The capitalist market has created a housing affordability crisis in Australia. Landlords, developers and speculators have made billions of dollars profiting from people’s intrinsic need for a place to live.
The most recent figures from the Australian Bureau of Statistics are stark. Between 2006 and 2016, median weekly rent across Australia ballooned from $191 to $335 per week, rising twice as fast as inflation. In the same period, homelessness among young people aged 19-24 spiked 66% in Victoria and a massive 117% in New South Wales.
Currently, although landlords are limited in how frequently they can raise rents, the amount that it can be raised is unregulated. This is an extremely precarious situation, especially for low income earners and people who are out of work, as there is nothing to stop a landlord hiking rent beyond a tenant’s ability to pay.
Rent control should be introduced immediately to alleviate the financial hardship that millions of tenants face. Rent control involves legislating restrictions on how much landlords can charge. It functions as a price ceiling to help address the unbalanced power that landlords have over tenants, in the same way that minimum wage laws put limits on the exploitation of workers.
Rent control laws have been fought for by working people and exist in some form in several US cities, as well as Canada, Germany, Ireland and Sweden.

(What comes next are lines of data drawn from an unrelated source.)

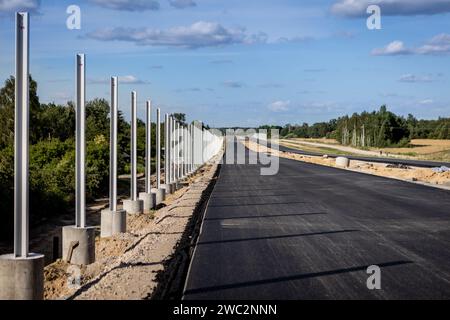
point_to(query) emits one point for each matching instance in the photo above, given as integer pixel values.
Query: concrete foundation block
(169, 187)
(159, 195)
(84, 252)
(113, 222)
(133, 206)
(148, 203)
(342, 162)
(22, 278)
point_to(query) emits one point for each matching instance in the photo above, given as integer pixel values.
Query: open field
(408, 173)
(420, 149)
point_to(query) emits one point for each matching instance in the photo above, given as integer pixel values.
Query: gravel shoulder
(149, 260)
(424, 176)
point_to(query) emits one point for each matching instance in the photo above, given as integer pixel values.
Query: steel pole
(21, 136)
(158, 148)
(182, 151)
(148, 145)
(113, 145)
(133, 146)
(80, 151)
(178, 149)
(166, 149)
(172, 144)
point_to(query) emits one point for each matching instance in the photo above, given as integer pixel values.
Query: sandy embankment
(422, 175)
(132, 265)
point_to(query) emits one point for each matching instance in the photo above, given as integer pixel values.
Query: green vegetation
(52, 154)
(376, 129)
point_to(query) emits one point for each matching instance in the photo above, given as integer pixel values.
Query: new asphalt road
(310, 232)
(415, 163)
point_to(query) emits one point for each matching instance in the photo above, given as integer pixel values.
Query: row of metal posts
(185, 150)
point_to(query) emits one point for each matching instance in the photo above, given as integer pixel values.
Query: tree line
(380, 128)
(52, 153)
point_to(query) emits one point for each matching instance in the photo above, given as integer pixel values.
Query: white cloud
(182, 4)
(438, 45)
(426, 102)
(411, 78)
(357, 8)
(233, 84)
(199, 34)
(221, 61)
(128, 79)
(392, 49)
(279, 106)
(19, 5)
(128, 5)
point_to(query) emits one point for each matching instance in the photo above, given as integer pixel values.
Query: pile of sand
(423, 175)
(128, 266)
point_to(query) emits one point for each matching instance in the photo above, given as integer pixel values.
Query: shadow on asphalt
(267, 216)
(277, 237)
(293, 277)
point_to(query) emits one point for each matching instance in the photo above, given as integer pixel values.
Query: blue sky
(233, 62)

However, many of these laws have gradually been wound back or did not go anywhere near far enough to begin with.
In Germany for instance, new rental contracts are capped at 10% above the average market rate in each district. While this prevents extreme rent increases, existing rents are already unaffordable. Cities like Berlin are some of the most expensive places to live in the world.

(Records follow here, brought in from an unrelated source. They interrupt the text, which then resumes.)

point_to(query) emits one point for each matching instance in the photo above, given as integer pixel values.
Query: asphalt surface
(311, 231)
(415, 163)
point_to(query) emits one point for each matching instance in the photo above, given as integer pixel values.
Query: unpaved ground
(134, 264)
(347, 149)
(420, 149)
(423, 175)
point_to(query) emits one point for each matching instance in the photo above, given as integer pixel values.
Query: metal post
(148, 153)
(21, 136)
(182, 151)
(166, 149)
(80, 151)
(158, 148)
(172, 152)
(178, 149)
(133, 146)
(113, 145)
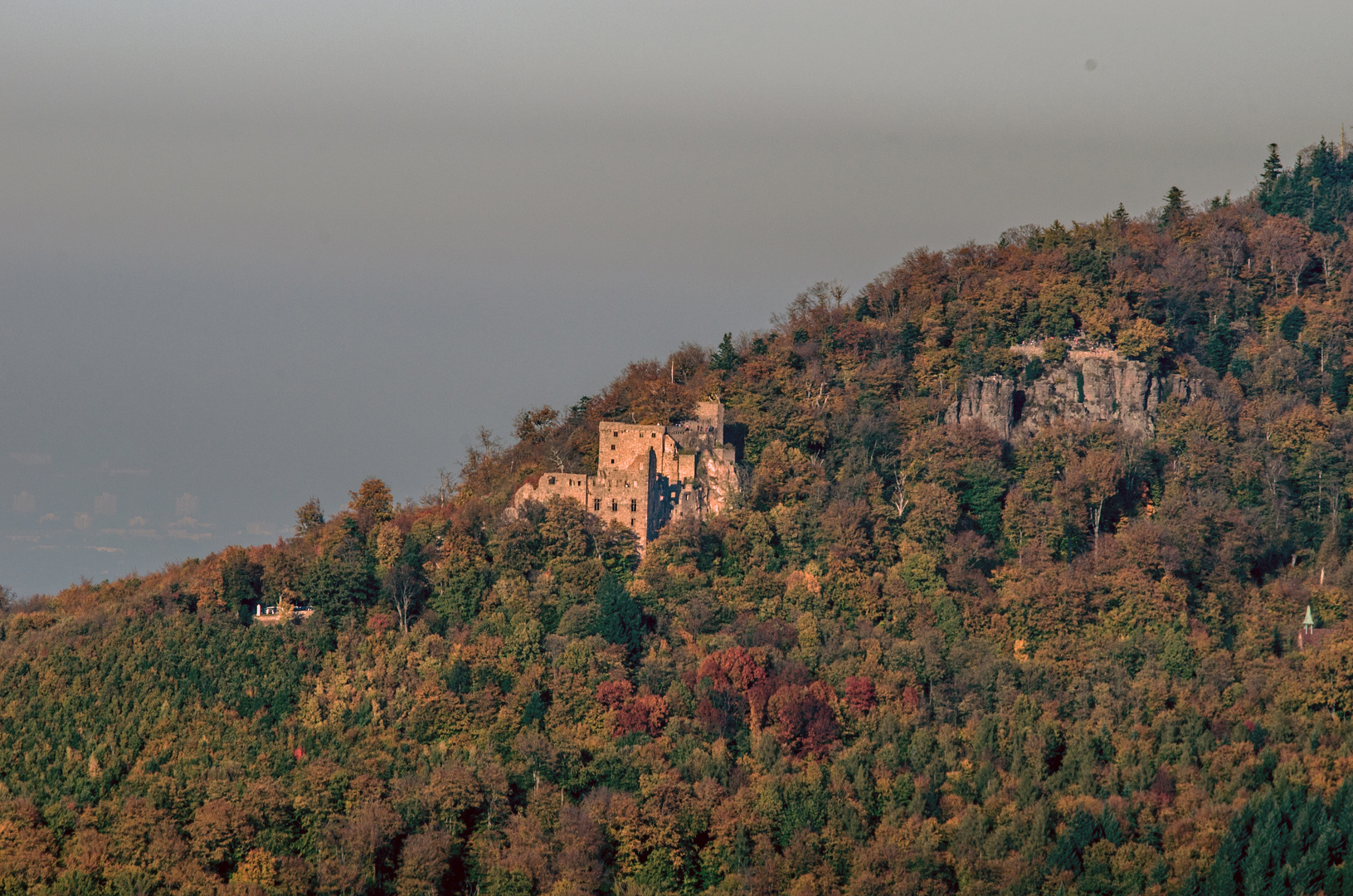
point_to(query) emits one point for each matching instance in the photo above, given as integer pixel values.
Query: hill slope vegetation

As part of the Socialist Party’s Renters Fightback campaign, we are calling for a nationwide cap on new and existing rents at 20% of income. In addition, we demand expanded rights for tenants including long-term and infinite leases, and mandates for landlords to ensure rental properties are well-maintained and liveable.
The best way for these rules to be administered and enforced would be through the creation of an independent State Housing Authority, with an elected board accountable to the public. Such a body should replace the role of for-profit real estate agencies in acting as an intermediary between landlords and tenants.

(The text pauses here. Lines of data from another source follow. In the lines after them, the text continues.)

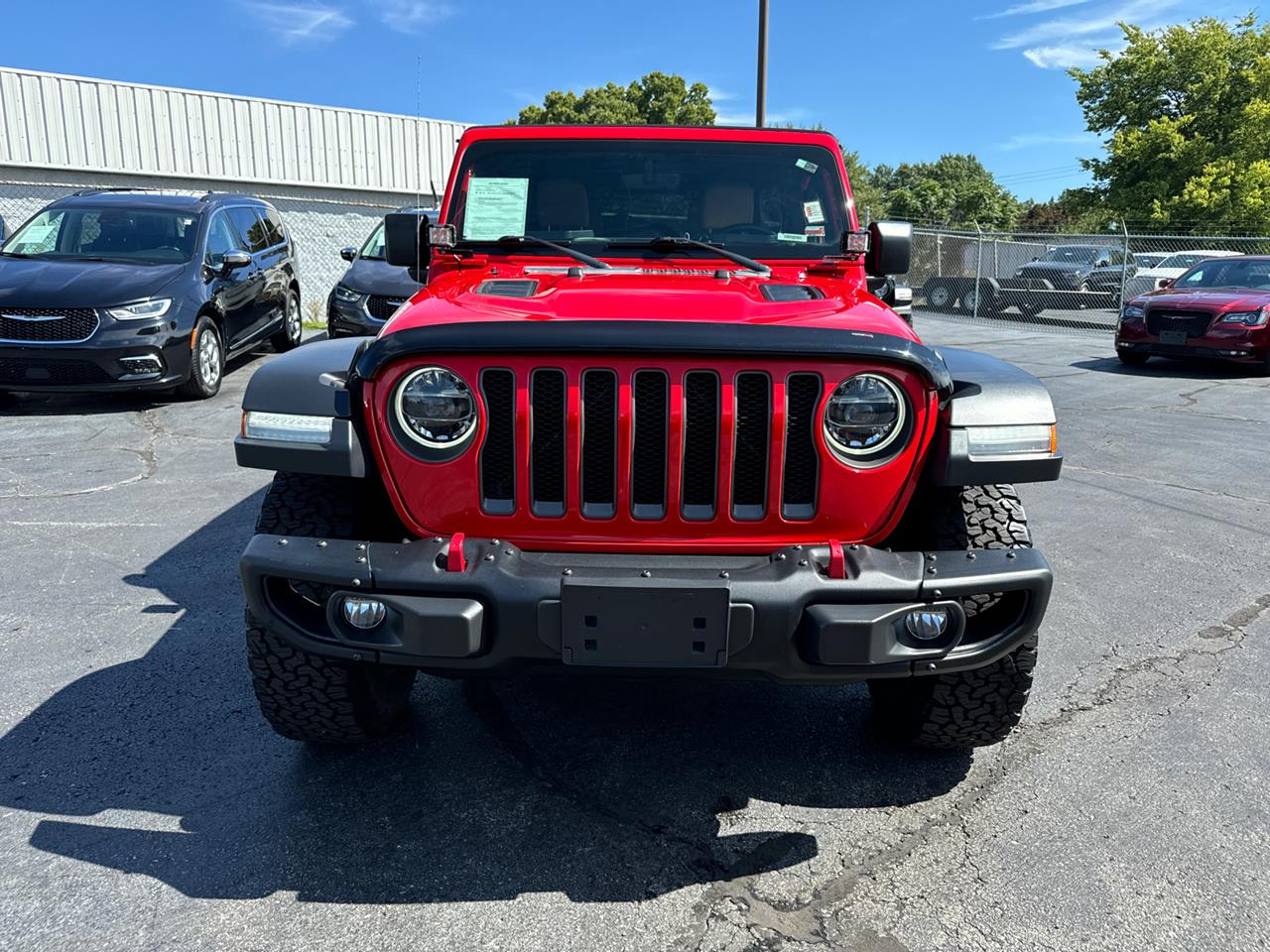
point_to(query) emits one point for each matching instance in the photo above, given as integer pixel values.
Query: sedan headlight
(141, 309)
(1248, 318)
(436, 408)
(864, 417)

Landlords should have to register a rental property with the State Housing Authority, ensure it passes all maintenance criteria, and then be matched with tenants seeking to rent in the same area. The Authority could then determine an appropriate level of rent to be paid by each tenant.
Critics of rent control point to places like Sweden, where a form of rent control exists, and the average waiting time to be allocated a controlled rental property is nine years. Far from an argument against rent control this shows that the private market is incapable of providing enough affordable housing. This is an issue in places both with and without rent control.
The solution is to remove the profit motive entirely. Rent control is a partial measure that needs to be implemented in conjunction with other housing policies. Taken alone it is not enough.
For example, in addition to rent control the state needs to step in and provide high-quality public housing on a massive scale as an alternative to the private rental market. The Socialist Party is calling for 500,000 new publicly owned dwellings Australia-wide as a first step towards this type of setup.
This task should also fall under the responsibility of a State Housing Authority. Alongside new construction, it should be able to purchase existing buildings to ensure adequate housing is available in inner-city areas. Small landlords unhappy with the new rules would be able to sell their properties to the Authority at market value.
Housing should be a basic right, not a means to make profit. In a country with as much wealth as Australia, it is obscene that homelessness and rental stress exist at all. The major parties are criminals for presiding over this situation.
Socialists fight for all reforms to make life easier for ordinary people. However, only by taking economic control out of the hands of the billionaires to be wielded by working people can we transform society so that everyone’s needs are truly met.